Non solo, come emerso già in Basso Profilo, uomo in divisa pronto a rivelare notizie top secret, informazioni riservate per ragioni di servizio in cambio di danaro o di varie utilità, ma anche capace di svolgere attività extra professionale in forma occulta, millantando il suo essere influente per il perfezionamento di varie procedure ad evidenza pubblica, bandite da varie stazioni appaltanti. Nell’informativa del Nucleo di polizia economico-finanziaria di Catanzaro datata febbraio 2023 e confluita agli atti dell’inchiesta che ruota intorno ad un giro di corruzione, peculato, truffa per incarichi e favori in Regione e che vede indagati dirigenti regionali, professionisti, imprenditori e politici, gli investigatori tracciano l’identikit dell’allora finanziere Ercole D’Alessandro e dei suoi rapporti con l’attuale direttore generale del dipartimento regionale della Montagna e Forestazione Domenico Pallaria e del politico Alfonso Dattolo. D’Alessandro, indagato per concussione, ricettazione, varie ipotesi di accesso abusivo alla banca dati, secondo gli investigatori, si rivela il nodo nevralgico di una fitta rete di personaggi politici, imprenditori, dirigenti pubblici, professionisti e altri faccendieri che si interfacciano con l’ex finanziere di Catanzaro per il conseguimento di vicendevoli favori.
L’accordo per i lavori della Metro a Catanzaro
Negli atti emerge il ruolo di primo piano del politico crotonese, Alfonso Dattolo, ex consigliere regionale e sindaco di Rocca di Neto, referente regionale di un consorzio. D’Alessandro, secondo gli investigatori, ha operato in stretta sinergia con Dattolo in particolare per il subbappalto di lavori nell’ambito delle opere per la realizzazione della metropolitana di Catanzaro. La spesa complessiva prevista per la Metropolitana di superficie era di 145 milioni di euro. Il finanziere, secondo quanto riportato nell’informativa, si attiva nei confronti dell’ influente dirigente regionale Domenico Maria Pallaria, per ottenere un subappalto di lavori della metropolitana in favore di un’azienda sponsorizzata da Alfonso Dattolo. Pur di ottenere un compenso per il proprio operato, D’Alessandro si spinge anche a minacciare il beneficiario del subappalto.
Le minacce del finanziere
In particolare D’Alessandro, all’epoca in servizio alla Guardia di Finanza, avrebbe veicolato la richiesta per l’affidamento di lavori in subappalto in favore di un’azienda riconducibile ad una famiglia di imprenditori di Cirò Marina.
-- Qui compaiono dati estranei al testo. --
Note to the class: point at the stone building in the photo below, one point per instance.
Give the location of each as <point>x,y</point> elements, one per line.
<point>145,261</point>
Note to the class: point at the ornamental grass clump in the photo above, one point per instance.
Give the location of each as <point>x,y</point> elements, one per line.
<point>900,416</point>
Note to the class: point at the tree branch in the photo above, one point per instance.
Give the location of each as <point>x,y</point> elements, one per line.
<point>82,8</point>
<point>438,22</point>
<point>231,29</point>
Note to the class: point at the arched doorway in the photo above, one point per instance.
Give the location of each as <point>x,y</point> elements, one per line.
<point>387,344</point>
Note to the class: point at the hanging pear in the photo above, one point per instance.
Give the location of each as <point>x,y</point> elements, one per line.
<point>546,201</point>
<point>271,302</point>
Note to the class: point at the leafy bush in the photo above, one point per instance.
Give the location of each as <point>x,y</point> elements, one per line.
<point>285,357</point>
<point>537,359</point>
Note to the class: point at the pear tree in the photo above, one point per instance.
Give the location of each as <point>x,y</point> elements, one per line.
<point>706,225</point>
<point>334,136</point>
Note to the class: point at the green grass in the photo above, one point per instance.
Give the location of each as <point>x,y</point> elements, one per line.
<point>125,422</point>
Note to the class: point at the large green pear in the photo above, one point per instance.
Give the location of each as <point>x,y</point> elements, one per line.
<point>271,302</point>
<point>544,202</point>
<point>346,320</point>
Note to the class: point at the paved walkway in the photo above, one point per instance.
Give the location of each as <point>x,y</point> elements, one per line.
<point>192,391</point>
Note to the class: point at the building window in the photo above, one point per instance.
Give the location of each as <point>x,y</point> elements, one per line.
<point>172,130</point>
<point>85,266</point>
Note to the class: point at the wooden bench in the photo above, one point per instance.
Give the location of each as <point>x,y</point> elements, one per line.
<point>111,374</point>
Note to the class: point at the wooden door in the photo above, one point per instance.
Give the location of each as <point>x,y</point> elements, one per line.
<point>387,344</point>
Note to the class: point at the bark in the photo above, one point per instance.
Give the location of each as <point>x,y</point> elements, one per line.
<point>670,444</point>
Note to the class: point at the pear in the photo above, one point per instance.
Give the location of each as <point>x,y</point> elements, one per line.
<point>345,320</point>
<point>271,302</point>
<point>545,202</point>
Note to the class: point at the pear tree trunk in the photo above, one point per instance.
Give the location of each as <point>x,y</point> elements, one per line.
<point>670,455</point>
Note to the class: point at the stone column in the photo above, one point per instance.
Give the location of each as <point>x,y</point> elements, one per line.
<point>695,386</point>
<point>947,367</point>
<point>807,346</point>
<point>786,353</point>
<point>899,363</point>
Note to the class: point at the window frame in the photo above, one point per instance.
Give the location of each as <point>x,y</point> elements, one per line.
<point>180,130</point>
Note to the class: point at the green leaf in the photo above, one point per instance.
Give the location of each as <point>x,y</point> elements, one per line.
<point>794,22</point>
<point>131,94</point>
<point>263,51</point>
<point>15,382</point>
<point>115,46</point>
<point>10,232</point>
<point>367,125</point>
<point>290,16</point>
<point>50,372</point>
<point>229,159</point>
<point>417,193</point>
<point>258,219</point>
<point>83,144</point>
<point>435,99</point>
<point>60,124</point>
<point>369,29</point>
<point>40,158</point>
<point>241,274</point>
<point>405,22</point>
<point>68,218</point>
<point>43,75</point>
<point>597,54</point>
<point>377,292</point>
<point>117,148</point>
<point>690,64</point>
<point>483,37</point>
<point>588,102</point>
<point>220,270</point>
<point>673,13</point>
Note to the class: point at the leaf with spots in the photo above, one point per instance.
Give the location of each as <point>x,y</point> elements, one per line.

Dalle attività tecniche, emerge come lo stesso si sia rivolto all’ingenere Pallaria, richiesta commissionata a D’Alessandro da Alfonso Dattolo. Entrambi, in base alle intercettazioni, concordano di riscuotere dagli imprenditori crotonesi a subappalto affidato, un determinato compenso per la mediazione prestata da suddividere tra loro con l’accortezza di adottare le necessarie precauzioni volte ad occultare la figura di D’Alessandro. Una volta perfezionato il subappalto, il referente della famiglia degli imprenditori cirotani rinvia di volta in volta la corresponsione del compenso richiesto, motivando questo tergiversare con contingenti problematiche di natura finanziaria. A fronte della reiterata riluttanza, D’Alessandro tenta seppur indirettamente di estorcere la somma, minacciando dapprima di sabotare l’affidamento e successivamente di denunciare alla competente autorità giudiziaria la sussistenza di un legame tra l’imprenditore stesso ed esponenti della criminalità organizzata, come documentato da una fotografia di cui D’Alessandro riferisce di essere in possesso e che avrebbe potuto utilizzare.
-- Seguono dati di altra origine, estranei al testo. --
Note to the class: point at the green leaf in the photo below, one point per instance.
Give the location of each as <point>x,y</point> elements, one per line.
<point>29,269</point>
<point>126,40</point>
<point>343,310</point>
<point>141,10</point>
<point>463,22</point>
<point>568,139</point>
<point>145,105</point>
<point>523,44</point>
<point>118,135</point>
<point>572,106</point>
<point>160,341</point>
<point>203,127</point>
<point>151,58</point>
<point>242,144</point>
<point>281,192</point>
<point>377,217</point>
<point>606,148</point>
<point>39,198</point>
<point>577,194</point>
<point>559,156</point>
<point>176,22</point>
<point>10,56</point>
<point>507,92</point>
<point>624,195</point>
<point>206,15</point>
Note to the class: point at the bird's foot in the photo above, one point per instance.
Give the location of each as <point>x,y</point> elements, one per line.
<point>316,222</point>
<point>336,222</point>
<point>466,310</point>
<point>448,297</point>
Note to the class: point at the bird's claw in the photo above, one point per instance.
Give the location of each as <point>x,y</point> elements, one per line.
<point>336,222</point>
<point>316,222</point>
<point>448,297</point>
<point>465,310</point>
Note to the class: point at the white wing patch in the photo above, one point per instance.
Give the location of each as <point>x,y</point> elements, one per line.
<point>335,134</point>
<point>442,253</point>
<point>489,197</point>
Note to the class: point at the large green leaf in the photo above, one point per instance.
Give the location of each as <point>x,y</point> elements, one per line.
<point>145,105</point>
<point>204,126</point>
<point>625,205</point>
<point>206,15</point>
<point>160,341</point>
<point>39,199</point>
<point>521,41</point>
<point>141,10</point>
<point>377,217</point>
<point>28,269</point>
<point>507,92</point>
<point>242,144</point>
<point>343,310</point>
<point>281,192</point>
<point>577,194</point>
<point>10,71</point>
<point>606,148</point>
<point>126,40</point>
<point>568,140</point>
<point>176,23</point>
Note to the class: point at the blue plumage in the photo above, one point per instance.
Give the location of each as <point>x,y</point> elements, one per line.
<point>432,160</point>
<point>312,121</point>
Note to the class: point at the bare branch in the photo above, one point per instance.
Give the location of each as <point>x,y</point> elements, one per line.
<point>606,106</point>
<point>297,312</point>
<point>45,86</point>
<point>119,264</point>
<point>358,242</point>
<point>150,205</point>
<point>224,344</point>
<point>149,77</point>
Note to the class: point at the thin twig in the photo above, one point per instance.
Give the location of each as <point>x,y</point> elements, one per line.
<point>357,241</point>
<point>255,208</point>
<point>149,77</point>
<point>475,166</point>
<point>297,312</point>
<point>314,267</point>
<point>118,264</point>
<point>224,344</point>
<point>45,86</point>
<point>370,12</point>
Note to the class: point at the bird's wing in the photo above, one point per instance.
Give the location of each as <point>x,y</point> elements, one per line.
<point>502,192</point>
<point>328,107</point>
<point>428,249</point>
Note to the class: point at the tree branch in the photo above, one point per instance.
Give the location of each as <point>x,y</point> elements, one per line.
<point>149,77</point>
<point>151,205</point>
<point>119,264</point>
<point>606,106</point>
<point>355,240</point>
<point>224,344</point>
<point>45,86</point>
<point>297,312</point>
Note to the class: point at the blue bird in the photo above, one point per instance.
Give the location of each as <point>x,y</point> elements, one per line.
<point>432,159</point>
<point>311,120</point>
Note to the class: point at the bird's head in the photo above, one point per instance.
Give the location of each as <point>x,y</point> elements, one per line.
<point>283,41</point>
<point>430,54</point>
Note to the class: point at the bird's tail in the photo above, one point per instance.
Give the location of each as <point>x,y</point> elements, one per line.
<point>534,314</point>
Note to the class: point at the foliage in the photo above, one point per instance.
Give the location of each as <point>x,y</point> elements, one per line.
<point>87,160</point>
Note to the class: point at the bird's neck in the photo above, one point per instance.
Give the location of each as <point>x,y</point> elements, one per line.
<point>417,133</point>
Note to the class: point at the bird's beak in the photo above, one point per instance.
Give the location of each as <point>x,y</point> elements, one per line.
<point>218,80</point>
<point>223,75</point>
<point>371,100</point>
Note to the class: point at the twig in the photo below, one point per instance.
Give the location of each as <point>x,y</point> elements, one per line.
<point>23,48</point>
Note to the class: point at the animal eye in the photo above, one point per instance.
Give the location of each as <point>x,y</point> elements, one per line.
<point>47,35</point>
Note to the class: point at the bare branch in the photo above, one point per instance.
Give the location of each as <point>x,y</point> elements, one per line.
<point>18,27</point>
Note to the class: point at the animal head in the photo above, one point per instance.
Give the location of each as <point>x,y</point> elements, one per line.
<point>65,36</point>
La logica del tornaconto personale
Secondo gli investigatori, in questo episodio, risulta in modo inequivoco la disinvoltura con cui D’Alessandro è solito agire, seguendo la logica del tornaconto personale, avulsa dalle finalità istituzionali a cui avrebbe dovuto attenersi. E ancora prima di coinvolgere Pallaria per la concessione del subappalto all’imprenditore cirotano, viene intercettato un messaggio inviato su whatsapp da Dattolo a D’Alessandro nel quale il primo chiede notizie sui pagamenti relativi ai lavori della metropolitana a Catanzaro e per ottenere l’informazione D’Alessandro si rivolge a Pallaria. I messaggi ricevuti da quest’ultimo vengono immediatamente inoltrati a Dattolo.